Dior Men - Printemps-été 2020 - Paris - Photo: GoRunway.com
 
Il a eu une idée inattendue : travailler en duo avec un artiste contemporain de premier plan, Daniel Arsham, dont le travail se concentre sur la déconstruction, la décomposition, la démolition, et, du moins pour cette saison, sur Dior.

Kim Jones avait télégraphié ses intentions avec l’invitation la plus cool de la saison : une pochette en nylon gris pâle Dior, imaginée comme une œuvre de critique artistique. Elle s’intitulait « Je suis couturier », avec une préface de Christian Dior et un avant-propos de Kim Jones et Daniel Arsham.

L’une des séries de Daniel Arsham portait le titre de « Future Relics » (reliques du futur), mais cette collection était tout sauf le fond du panier. Elle jouait peut-être avec la notion d’obsolescence et de décomposition, mais le résultat était une formidable expression de cool contemporain.

Kim Jones a même inclus une maille fine en microfibre dans une teinte évoquant le mortier fendillé, tandis que son ton fétiche était le béton clair – pas tout à fait le gris profond de Monsieur Dior. Le podium était gris sable et le décor composé de quatre lettres brisées géantes en béton, affichant DIOR.

« Les gens oublient que Monsieur Dior a passé plus de temps comme propriétaire de galerie que comme couturier. Et je pense qu’il faut que ça se reflète dans le travail », expliquait Kim Jones.

Mais c’était aussi une façon pleine de respect de mettre à profit les vastes archives de la maison. Kim Jones a même repris le motif « Oblique » de Marc Bohan dans une excellente collaboration avec le spécialiste des bagages en alu Rimowa : des valises aux mallettes, dont une affichait même une bouteille de Dom Pérignon. De véritables must-have.

« L’un des avantages de LVMH, c’est qu’on peut travailler avec les meilleurs », souriait le créateur britannique.

S’il intègre fréquemment des éléments de sportswear, cette collection ressemblait beaucoup à de la haute couture masculine tant les finitions étaient raffinées.
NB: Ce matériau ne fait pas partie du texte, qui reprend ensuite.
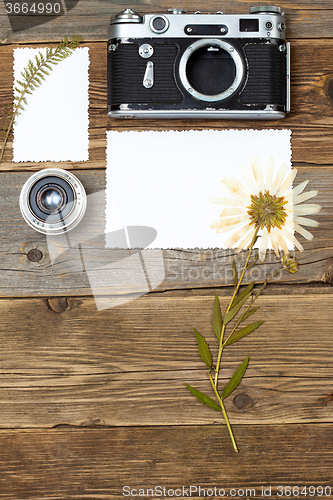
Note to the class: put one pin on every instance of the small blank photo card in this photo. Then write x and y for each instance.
(167, 180)
(54, 124)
En particulier avec une série de combinaisons, chemises et shorts en toile de jouy bleu égyptien, avec un motif peint à la main par un artiste japonais.
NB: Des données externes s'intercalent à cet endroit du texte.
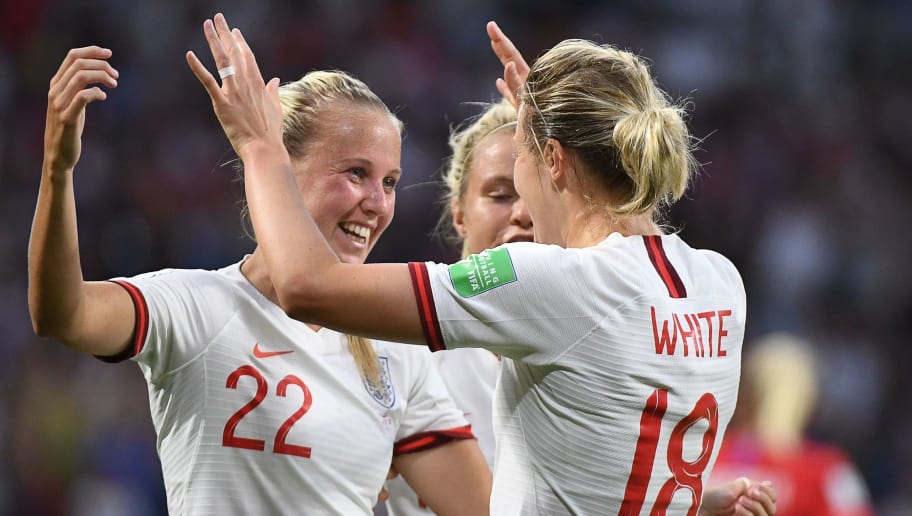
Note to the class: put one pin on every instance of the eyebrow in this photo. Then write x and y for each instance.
(368, 163)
Dior Men - Printemps-été 2020 - Paris - Photo: GoRunway.com
 
« Dior est une maison couture donc cela doit apparaître de façon évidente dans notre ADN de mode masculine », ajoutait Kim.

Le créateur a repris une idée de son dernier défilé – l’écharpe – qu’il a taillée en costumes de crêpe crémeux, gris perle, sans exclure une pointe de ce que les Français aime nommer « la provoc ». Il a proposé avec audace une demi-douzaine de hijabs masculins, mixant dans un style très BCBG des coiffes de bédouin dans des tons rose, blanc ou même un graphisme Dior en gris.

Dans une mise en scène subtile sous un chapiteau, devant l’Institut du Monde Arabe au bord de la Seine, la palette graphique incluait du blanc cassé, du rose et du gris clair... exactement comme les logos lézardés qui ornaient les bleus de travail des techniciens. L’attention portée aux détails était impressionnantes. Et voilà un bel exemple de créateur maîtrisant parfaitement son atelier et son équipe artistique.